T (Happy) – T is trying so hard but he gets distracted so easily and it doesn't surprise me that his dog, Happy, is the most difficult dog in the program. The kids tend to pick the dog that is most like them, without even realizing it. T is determined to train Happy and works all hour without taking a break. He told me that training Happy will need a lot of patience and patience is what he himself needs to work on. One of our volunteers has been focusing on T and Happy and it’s working out well. T needs that extra one on one attention to keep focused. Maybe next session he'll do better working on his own. That is definitely my goal for him.
K (Tucker & A) – K seemed very hesitant to do the work, until recently! He is working with A and Tucker. Tucker was responding more to A. I explained to K how dogs read body language and respond better to a higher tone of voice. He had said he feels that what I’m asking him to do is not “manly”. He didn't have any problems with his body language and tone shortly after our discussion! He was all smiles while doing it too! He just needed some time on his own to work on it, A worked with H and Lilly during this time. In class he does not want to share anything he is writing in his journal but if I ask him questions he’ll answer everyone of them and seems very pleased with himself after sharing. K will also be leaving the program early, possibly this week. Another disappointment for me. He's just coming out of his shell and realizing he really can accomplish things if he just works at it. I'm afraid he'll lose that if he doesn't have more time to work on it.

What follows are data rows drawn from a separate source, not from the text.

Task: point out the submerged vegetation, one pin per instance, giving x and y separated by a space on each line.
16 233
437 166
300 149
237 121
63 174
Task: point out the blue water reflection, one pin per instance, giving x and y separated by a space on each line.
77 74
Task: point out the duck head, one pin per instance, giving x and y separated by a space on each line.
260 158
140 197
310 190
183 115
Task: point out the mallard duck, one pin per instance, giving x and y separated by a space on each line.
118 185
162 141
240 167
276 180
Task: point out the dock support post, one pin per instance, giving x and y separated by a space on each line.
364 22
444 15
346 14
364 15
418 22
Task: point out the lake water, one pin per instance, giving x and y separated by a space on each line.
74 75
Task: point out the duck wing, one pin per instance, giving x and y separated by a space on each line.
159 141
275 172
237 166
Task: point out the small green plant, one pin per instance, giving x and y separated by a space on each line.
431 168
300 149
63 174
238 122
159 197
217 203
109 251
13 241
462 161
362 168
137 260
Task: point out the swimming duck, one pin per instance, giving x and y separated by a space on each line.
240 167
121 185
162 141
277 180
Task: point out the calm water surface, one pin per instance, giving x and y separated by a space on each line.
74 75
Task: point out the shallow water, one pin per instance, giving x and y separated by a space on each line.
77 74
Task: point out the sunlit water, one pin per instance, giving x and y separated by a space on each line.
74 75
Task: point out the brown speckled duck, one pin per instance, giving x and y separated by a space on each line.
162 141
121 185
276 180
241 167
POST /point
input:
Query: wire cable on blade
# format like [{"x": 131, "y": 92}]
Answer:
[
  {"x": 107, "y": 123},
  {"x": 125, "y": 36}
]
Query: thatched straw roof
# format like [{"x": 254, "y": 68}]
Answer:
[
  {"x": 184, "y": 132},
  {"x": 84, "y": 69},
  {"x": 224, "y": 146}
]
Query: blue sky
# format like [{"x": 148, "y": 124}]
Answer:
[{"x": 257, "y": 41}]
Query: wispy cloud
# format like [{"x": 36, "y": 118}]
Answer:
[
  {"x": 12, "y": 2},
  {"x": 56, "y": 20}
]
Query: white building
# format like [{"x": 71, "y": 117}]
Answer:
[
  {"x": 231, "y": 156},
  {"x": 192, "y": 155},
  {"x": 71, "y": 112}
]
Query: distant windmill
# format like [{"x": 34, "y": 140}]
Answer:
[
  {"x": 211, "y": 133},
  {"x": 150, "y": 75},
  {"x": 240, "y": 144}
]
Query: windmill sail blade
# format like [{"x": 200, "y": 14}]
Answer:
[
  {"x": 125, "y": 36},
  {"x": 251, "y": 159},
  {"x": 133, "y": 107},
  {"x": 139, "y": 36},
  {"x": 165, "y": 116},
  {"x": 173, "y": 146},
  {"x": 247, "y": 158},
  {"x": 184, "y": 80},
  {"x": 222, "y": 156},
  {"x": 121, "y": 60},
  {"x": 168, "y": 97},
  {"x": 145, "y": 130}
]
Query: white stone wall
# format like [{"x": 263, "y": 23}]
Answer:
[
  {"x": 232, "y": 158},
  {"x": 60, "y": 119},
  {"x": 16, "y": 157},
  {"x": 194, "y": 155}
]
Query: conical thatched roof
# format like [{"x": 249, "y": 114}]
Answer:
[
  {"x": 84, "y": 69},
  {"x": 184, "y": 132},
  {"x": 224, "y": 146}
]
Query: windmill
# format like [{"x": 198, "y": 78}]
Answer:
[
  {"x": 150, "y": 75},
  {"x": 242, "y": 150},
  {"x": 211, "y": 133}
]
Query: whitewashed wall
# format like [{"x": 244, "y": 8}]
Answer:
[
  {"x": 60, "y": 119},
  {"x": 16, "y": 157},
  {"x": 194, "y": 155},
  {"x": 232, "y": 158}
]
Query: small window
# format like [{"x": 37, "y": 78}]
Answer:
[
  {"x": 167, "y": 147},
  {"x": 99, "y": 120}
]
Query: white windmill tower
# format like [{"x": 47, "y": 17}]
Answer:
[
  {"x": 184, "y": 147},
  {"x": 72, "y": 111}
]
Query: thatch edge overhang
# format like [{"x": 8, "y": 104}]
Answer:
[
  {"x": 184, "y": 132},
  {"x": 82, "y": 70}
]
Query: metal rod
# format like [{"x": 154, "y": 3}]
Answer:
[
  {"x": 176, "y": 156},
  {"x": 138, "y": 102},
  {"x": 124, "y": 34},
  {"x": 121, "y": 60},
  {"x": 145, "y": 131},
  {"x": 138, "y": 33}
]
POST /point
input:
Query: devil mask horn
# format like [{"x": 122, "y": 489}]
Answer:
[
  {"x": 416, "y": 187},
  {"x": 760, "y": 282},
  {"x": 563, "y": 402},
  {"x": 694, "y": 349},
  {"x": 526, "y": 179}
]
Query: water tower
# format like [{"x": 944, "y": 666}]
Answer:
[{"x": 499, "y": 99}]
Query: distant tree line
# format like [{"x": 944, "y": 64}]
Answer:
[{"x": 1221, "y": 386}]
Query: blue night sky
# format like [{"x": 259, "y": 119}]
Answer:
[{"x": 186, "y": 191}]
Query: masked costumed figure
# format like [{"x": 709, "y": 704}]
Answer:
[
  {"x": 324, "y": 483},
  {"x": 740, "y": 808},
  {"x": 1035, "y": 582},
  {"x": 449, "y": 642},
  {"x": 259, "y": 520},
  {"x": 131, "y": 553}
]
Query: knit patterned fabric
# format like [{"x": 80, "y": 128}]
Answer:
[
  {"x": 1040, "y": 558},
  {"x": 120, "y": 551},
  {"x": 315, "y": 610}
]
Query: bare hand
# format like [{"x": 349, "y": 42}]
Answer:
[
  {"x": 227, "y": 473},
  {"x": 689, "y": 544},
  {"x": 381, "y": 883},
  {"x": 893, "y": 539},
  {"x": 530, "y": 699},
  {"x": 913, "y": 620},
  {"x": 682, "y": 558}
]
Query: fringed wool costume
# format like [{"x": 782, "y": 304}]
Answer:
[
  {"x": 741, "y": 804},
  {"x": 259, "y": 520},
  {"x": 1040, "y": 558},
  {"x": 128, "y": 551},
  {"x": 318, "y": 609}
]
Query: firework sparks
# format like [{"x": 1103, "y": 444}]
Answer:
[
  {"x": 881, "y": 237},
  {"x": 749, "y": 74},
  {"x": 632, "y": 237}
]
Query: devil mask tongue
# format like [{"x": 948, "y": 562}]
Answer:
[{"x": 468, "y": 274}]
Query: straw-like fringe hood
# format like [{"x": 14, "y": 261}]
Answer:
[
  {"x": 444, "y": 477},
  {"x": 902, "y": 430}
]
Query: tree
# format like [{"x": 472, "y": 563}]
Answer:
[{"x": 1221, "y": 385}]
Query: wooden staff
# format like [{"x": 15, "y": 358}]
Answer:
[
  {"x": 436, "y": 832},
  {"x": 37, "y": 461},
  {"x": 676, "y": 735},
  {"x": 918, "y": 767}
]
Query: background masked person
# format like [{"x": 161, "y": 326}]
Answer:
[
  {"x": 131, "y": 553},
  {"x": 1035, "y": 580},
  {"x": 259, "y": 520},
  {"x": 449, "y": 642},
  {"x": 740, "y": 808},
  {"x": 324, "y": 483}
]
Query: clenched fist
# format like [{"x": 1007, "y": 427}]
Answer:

These kids are really not "bad" kids, they just don't know that. They've grown up in terrible situations that most of us can't even imagine. Some have been constantly told they are no good, can't accomplish anything, and will go no where in life, expect jail, which is why they are in jail. Some have been used, abused, and uncared for. The word "jail" sounds awful but really this is the best place for them. Not only are they paying for the crime they committed but they are learning a lot about themselves and receiving some great thearpy that will help them be a better person when they leave.
So, there they are, "my kids". I tend to start calling the kids in my classes "my kids" after a couple sessions and the dogs become "my dogs". I get very attached to them all. I am a weeping baby at graduation! In the past I've had the opportunity to continue seeing my kids on several different occasions after they graduate. This time, once they leave the facility, I may never see them again. I'm not sure right now how I'll deal with that. It will drive my crazy wanting to know how they are doing and what they are doing. I guess it will be bitter sweet if I don't see them again, because if I do, it will be because they are back in jail and I certainly don't want that for them. I have a feeling a few of the kids will keep in contact somehow and will probably end up helping us out at our summer camps and in the rescues. We have a couple kids from one of our other locations that continue to help us out whenever and where ever they can.
Hopefully tomorrow after class I'll have some time to post a few pictures and talk about class!
Thanks for reading!
I enjoyed hearing about the kids. It's true, each person is like a book and if you don't stay in touch, you never know how the book ended. You have to commit them to the Lord!